エルメスが自己が消滅するのを防ぐために、契約させられた結果になったウードであるが、そのおかげで自分の体質を知ることになる。

「お主は、魔力が無いのではなく魔力を使って具現化する力が無いのだ。そのせいで、折角魔力があっても魔法を使う事が出来ない。しかし、その代わりに魔力自体が特殊でな、お主の魔力を浴びると肉体が活性化し幸福感を得る事が出来るのだよ」

「そんな話、聞いたことないぞ?もし、そうなら誰かそういう事を知ってそうな人が教えてくれそうじゃないか?」

「特殊だと言っただろう?それは即ち、そんな魔力を持つ者は滅多にいないのだ。だから、その存在を知るのは数百年生きる種族や知恵のある魔獣…即ち我のような存在だけなのだよ。ましてや、そんな情報はこの辺境には伝わるわけも無いのだ」

「うーん、そう言われればそうなのかも知れないな」

「我ら神獣と言われる者達の間では、お前のような存在を"神の贄(サクリファス)"と呼んでいる」

「さ、サクリファス?大層な名称だな。それでそれって俺にとっては何かメリットあるのか?」

「メリットなら受けているだろう?この穴の上で待っている狼なぞは、そのおかげで懐いているのだぞ?」

 軽くない衝撃を受けた。
 そうか、その体質のせいで俺は狼にも懐かれていたのか。

 いや、それだけじゃないんだろうな。
 本来は気性の難しい馬や、その他の家畜達も苦労して捕まえた事はない。
 みな、大体ゆっくり近づくと警戒せずに捕縛用の縄を掛ける事が出来る。

 それもこれも、俺の特殊な魔力のお陰だという事なのか…。
 
「だが、逆に気を付けなければいけないぞ?知性が極端に低いものには、お前は単なる”ご馳走”にしか見えないからな?そう言うのも引き寄せるから、色んな意味で好かれるという事だ」


「それ、嬉しくないなぁ。下手したら、俺が魔物を引き付ける可能性があるのか?」

「それはあるだろうな。お主から放たれる魔力の残滓は、分かりやすく説明すると甘い香りがするのだ。それを辿ってくるものもおるだろうさ」

 こんなおっさんから甘い香りとか、何の冗談かと言いたいがエルメスが言うのだからそうなんだろうな。
 そうだ、この杖の事を聞かないとだな。
 一体なんなのだろう、凄い物だろうという事しか分からない。

「先ほど言った通り、お主は魔力を魔法に換える事が出来ない。だが、我が本体が封じてあるその智慧の杖があれば、それを通して効率良く魔力を我に供給できるというわけだ」

「じゃあ、この杖を捨てるとお前は死ぬのか?」

「恐ろしい事を考える奴だな。だが、それはムリだぞ?契約した本体はそっちだ。お主が死ぬか契約が破棄されない限りは、一生手放すことは出来ないと思え。お主は良き伴侶を得て良かったな」

 そう言うと、まるで意思を持っているかのように杖が浮遊し、俺の周りをクルクルと周り出す。
 手に持たなくても大丈夫というのはいいが、こんなものを町で見せたら色々と問題が起こりそうだ。

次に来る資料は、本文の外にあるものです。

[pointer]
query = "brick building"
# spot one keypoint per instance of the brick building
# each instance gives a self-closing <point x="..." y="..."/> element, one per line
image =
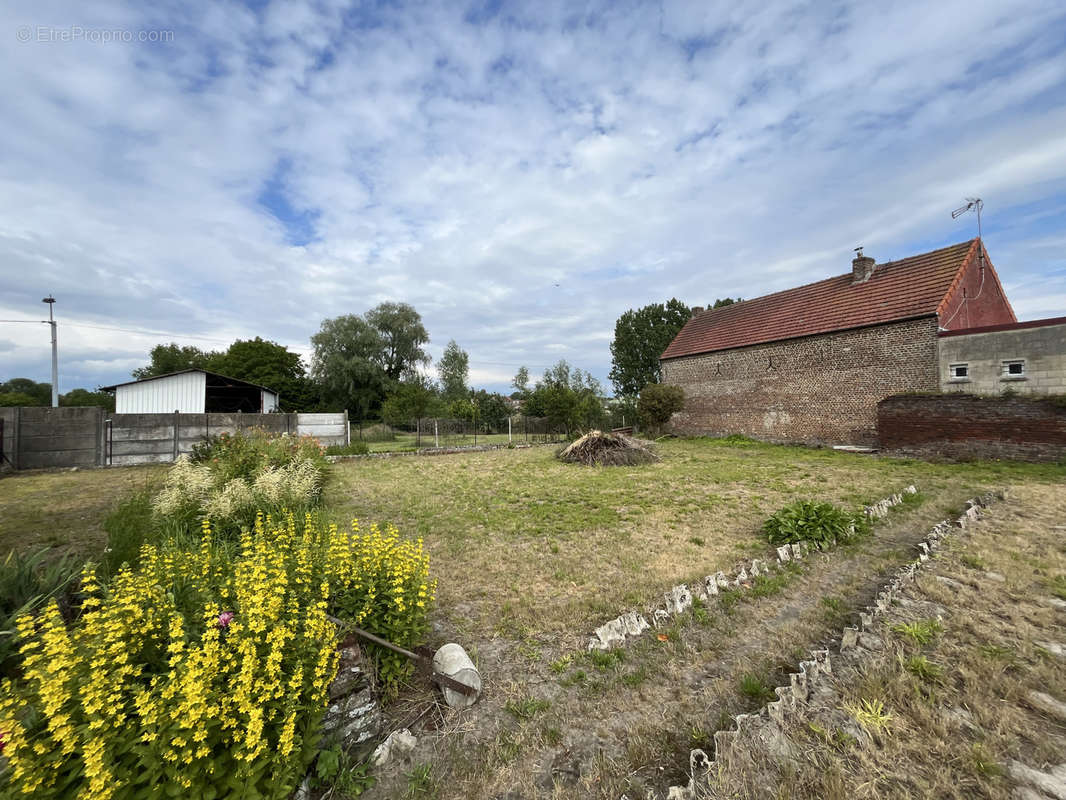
<point x="810" y="364"/>
<point x="1023" y="357"/>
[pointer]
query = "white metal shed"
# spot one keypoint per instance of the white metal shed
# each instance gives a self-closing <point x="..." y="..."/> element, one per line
<point x="192" y="392"/>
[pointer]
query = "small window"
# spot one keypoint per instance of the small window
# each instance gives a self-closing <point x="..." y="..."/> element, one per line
<point x="1014" y="369"/>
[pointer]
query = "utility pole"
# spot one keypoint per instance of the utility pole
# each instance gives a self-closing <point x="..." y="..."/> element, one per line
<point x="55" y="357"/>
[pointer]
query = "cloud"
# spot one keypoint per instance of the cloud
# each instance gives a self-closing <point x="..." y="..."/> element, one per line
<point x="520" y="174"/>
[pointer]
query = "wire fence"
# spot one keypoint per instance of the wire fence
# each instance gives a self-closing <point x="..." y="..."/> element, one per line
<point x="433" y="432"/>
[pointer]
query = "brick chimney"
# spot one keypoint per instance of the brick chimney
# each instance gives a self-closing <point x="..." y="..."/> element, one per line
<point x="861" y="267"/>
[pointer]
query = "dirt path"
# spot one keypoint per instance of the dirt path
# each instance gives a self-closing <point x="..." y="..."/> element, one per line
<point x="958" y="691"/>
<point x="555" y="721"/>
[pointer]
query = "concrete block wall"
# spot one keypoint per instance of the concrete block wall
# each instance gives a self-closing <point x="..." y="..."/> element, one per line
<point x="41" y="437"/>
<point x="1043" y="349"/>
<point x="971" y="426"/>
<point x="817" y="389"/>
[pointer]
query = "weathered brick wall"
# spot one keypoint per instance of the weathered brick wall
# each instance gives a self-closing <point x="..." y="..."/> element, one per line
<point x="1043" y="349"/>
<point x="970" y="426"/>
<point x="819" y="389"/>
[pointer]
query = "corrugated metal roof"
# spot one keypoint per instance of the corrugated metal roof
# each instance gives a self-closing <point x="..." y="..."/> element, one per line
<point x="186" y="371"/>
<point x="898" y="290"/>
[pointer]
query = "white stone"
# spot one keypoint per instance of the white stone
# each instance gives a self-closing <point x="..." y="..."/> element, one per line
<point x="1046" y="703"/>
<point x="634" y="623"/>
<point x="1053" y="648"/>
<point x="1050" y="783"/>
<point x="398" y="744"/>
<point x="678" y="600"/>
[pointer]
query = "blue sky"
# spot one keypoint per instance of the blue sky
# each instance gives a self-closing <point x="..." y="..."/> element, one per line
<point x="268" y="165"/>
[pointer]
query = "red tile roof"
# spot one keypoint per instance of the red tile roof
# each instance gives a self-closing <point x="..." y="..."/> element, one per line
<point x="898" y="290"/>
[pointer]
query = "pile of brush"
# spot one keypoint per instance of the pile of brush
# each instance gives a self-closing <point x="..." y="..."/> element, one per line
<point x="597" y="448"/>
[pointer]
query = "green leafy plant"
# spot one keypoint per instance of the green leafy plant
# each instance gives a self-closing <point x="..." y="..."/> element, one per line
<point x="527" y="707"/>
<point x="820" y="523"/>
<point x="921" y="632"/>
<point x="28" y="582"/>
<point x="355" y="448"/>
<point x="754" y="687"/>
<point x="872" y="716"/>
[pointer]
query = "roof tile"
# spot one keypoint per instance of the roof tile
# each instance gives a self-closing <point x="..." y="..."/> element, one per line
<point x="910" y="287"/>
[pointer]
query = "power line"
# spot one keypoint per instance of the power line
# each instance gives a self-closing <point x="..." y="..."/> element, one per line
<point x="145" y="333"/>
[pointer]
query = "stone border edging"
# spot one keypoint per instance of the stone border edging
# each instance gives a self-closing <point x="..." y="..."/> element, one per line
<point x="679" y="598"/>
<point x="802" y="684"/>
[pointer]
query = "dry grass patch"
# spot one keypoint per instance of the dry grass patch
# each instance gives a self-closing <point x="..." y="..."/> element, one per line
<point x="942" y="710"/>
<point x="525" y="545"/>
<point x="64" y="509"/>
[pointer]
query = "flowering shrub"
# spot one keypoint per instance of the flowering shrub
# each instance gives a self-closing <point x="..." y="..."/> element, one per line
<point x="382" y="584"/>
<point x="249" y="452"/>
<point x="203" y="673"/>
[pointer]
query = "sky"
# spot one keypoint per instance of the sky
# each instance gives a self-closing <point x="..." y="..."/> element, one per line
<point x="520" y="173"/>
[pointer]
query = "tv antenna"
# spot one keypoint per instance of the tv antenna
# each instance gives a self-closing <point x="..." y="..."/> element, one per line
<point x="972" y="204"/>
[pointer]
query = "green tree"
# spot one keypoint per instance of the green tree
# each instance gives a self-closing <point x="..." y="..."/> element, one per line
<point x="640" y="338"/>
<point x="414" y="398"/>
<point x="174" y="357"/>
<point x="659" y="402"/>
<point x="570" y="399"/>
<point x="16" y="399"/>
<point x="493" y="409"/>
<point x="348" y="364"/>
<point x="454" y="370"/>
<point x="39" y="394"/>
<point x="270" y="365"/>
<point x="84" y="397"/>
<point x="402" y="335"/>
<point x="521" y="381"/>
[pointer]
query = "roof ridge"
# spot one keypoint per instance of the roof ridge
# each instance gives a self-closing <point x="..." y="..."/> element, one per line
<point x="837" y="277"/>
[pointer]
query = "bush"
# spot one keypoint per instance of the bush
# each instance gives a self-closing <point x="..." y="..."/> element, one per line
<point x="129" y="527"/>
<point x="194" y="489"/>
<point x="819" y="523"/>
<point x="26" y="585"/>
<point x="203" y="673"/>
<point x="659" y="402"/>
<point x="356" y="448"/>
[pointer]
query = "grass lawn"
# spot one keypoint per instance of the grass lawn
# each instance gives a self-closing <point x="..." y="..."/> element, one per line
<point x="526" y="545"/>
<point x="404" y="442"/>
<point x="65" y="509"/>
<point x="532" y="554"/>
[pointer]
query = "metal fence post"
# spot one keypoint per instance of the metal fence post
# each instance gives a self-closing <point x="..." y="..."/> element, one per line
<point x="175" y="435"/>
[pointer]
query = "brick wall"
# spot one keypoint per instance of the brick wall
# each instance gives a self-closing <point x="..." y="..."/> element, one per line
<point x="970" y="426"/>
<point x="819" y="389"/>
<point x="978" y="299"/>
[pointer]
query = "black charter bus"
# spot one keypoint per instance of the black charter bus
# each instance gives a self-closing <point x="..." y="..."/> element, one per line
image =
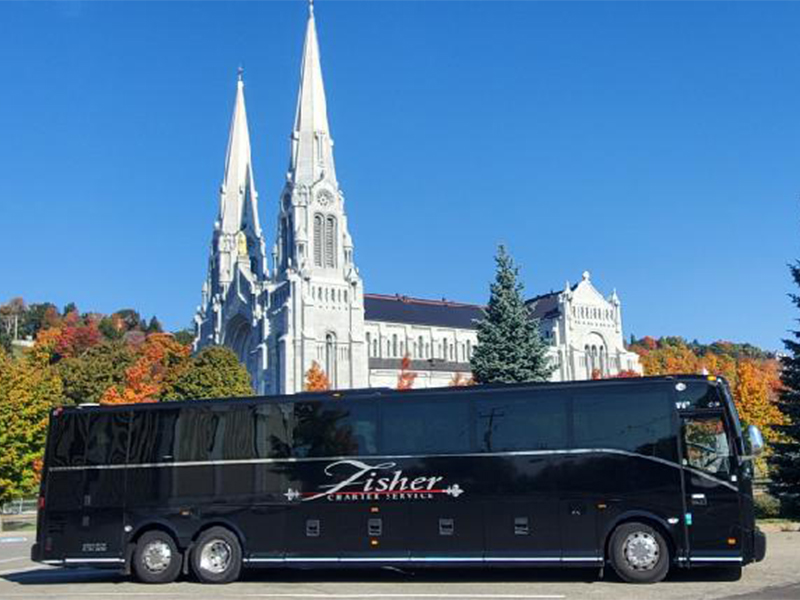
<point x="640" y="474"/>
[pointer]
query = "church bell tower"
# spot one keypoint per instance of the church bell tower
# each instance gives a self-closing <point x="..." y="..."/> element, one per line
<point x="317" y="303"/>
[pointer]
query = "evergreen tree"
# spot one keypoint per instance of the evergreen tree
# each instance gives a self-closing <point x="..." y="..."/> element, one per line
<point x="510" y="348"/>
<point x="785" y="458"/>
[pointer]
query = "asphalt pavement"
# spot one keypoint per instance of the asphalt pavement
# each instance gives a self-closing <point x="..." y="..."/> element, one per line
<point x="776" y="578"/>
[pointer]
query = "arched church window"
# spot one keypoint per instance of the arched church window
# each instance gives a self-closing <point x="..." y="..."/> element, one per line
<point x="330" y="358"/>
<point x="318" y="233"/>
<point x="330" y="242"/>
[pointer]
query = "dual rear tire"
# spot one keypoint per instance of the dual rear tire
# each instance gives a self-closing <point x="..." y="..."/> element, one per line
<point x="216" y="557"/>
<point x="639" y="553"/>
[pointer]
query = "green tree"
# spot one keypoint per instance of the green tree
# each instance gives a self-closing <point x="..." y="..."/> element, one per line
<point x="214" y="372"/>
<point x="87" y="377"/>
<point x="184" y="336"/>
<point x="29" y="388"/>
<point x="5" y="341"/>
<point x="785" y="458"/>
<point x="36" y="318"/>
<point x="154" y="326"/>
<point x="510" y="348"/>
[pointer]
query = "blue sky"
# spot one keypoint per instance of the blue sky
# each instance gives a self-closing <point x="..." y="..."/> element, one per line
<point x="655" y="144"/>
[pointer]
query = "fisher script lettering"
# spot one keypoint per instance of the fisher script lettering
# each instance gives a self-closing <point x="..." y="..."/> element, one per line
<point x="381" y="481"/>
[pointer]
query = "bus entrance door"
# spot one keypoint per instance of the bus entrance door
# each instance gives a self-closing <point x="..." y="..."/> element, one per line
<point x="712" y="497"/>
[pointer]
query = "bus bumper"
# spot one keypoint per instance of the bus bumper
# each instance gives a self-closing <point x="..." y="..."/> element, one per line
<point x="759" y="545"/>
<point x="36" y="556"/>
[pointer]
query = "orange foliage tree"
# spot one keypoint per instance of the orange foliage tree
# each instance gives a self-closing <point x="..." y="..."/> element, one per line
<point x="160" y="360"/>
<point x="755" y="395"/>
<point x="316" y="380"/>
<point x="460" y="380"/>
<point x="753" y="375"/>
<point x="406" y="377"/>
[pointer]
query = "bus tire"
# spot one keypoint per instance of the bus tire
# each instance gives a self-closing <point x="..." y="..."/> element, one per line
<point x="639" y="553"/>
<point x="217" y="556"/>
<point x="156" y="558"/>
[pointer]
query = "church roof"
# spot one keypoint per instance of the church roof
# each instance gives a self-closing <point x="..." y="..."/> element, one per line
<point x="417" y="311"/>
<point x="544" y="306"/>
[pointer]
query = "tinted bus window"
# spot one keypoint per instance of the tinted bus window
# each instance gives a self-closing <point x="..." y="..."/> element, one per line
<point x="153" y="436"/>
<point x="106" y="438"/>
<point x="637" y="420"/>
<point x="273" y="430"/>
<point x="334" y="429"/>
<point x="426" y="427"/>
<point x="68" y="441"/>
<point x="534" y="422"/>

「誰が良き伴侶だよ!再婚相手は蛇神様なんだってクレスに言ったら卒倒するわっ!てか、もうキールは気を失ってるし!どうしてくれるんだ!」

「わぁーわぁー喚くな。人間の姿がいいのか?気が向けばなってやっても良いぞ?魔力を大きく消費するから今は出来んが、お主の気に入る姿に成ってやらんこともないぞ?さて、この少年…キールか?怪我をしているのだろう?我が杖を翳すと良い」

 何をするかは分からないが悪意は感じられない。
 言われた通りに智慧の杖を翳してみる。

「"治癒の光”」

 そうエルメス(の分身)が発すると、杖から光が発せられキールを包んでいく。
 しばらくすると、キールが目を覚ました。

「う…う、父さん?はっ、さっきの大蛇は!?」

「うん、もう大丈夫だ。あの大蛇は消えたよ。キール、体の調子はどうだ?」

「え?うん、何ともない…あれ、足も痛くないよ?!」

 おお、本当に治療出来たようだ。
 しかも、足の捻挫も直ったみたいだな。

「凄いもんだな」

「我はこう見えて医学の神の使いでもあるのだ。この程度なら、わけもないのだ」

「うわっ!…小さい蛇…の神様?」

 どうやらキールの中ではそういう結論になったようだ。

 そこでさっきの大蛇がこの蛇になったと説明をする。
 ついでに、もう食べられる心配も無くなったとも。

「そっか…、そうなんだね、よかったぁぁぁっ」

 と言って、涙をポロポロとこぼし始めた。
 どうやら、張り詰めていた緊張の糸が切れたようだ。

 まぁ、目の前に大きな蛇の顔があれば死しか想像出来ないよな。
 俺も諦めかけてたからしょうがない。

「とりあえず、帰ろう。今日はもう山菜どころじゃないわ」

「うん、そうだね。このヘルメス様はそのままついてくるの?」

「当たり前であろう?我はウードが死ぬまで一生ついて行くのだからな」

「そ、そうなんですね」

「ヘルメスはそのまま飛べば大丈夫だよな?キールしっかり捕まってろよ?」

「うん、父さん大丈夫だよ!」

「よし、エース!!引っ張れ~!!」

 ウォオン!!と大きく啼くと、グイっと一気に体がロープに引っ張られて浮かぶ。
 自分からもロープを引っ張り、どんどんと上に上がっていった。

 数分もしないで穴の外に出る事に成功する。
 しかし、外は既に日が落ちようとしている。

「エース、良くやったぞ。いい子だ!」

 頑張って俺らを引き上げてくれたエースを思いっきり撫でて労ってやる。
 しばらく嬉しそうにすると、ヘルメスを見つけてウヴーッ!と威嚇し始めた。

 見た目小さい翼がある蛇にしか見えないが、それでも只ならぬ力を感じたようだった。
 そんなエースに、大丈夫だ、新しい仲間だよ?と諭しつつ再度撫でてやる。

「ほう、勘の鋭い狼だな。エースというのか?我はヘルメスだ、宜しくな」

 エースもやっと警戒を解いてくれた。


 思わぬことで時間を喰ってしまったので、俺らは急いで家に帰る事にした。
 キールのケガは治ったが、歩くのがやっとだったのでエースの背中に乗せて運んで貰う事にした。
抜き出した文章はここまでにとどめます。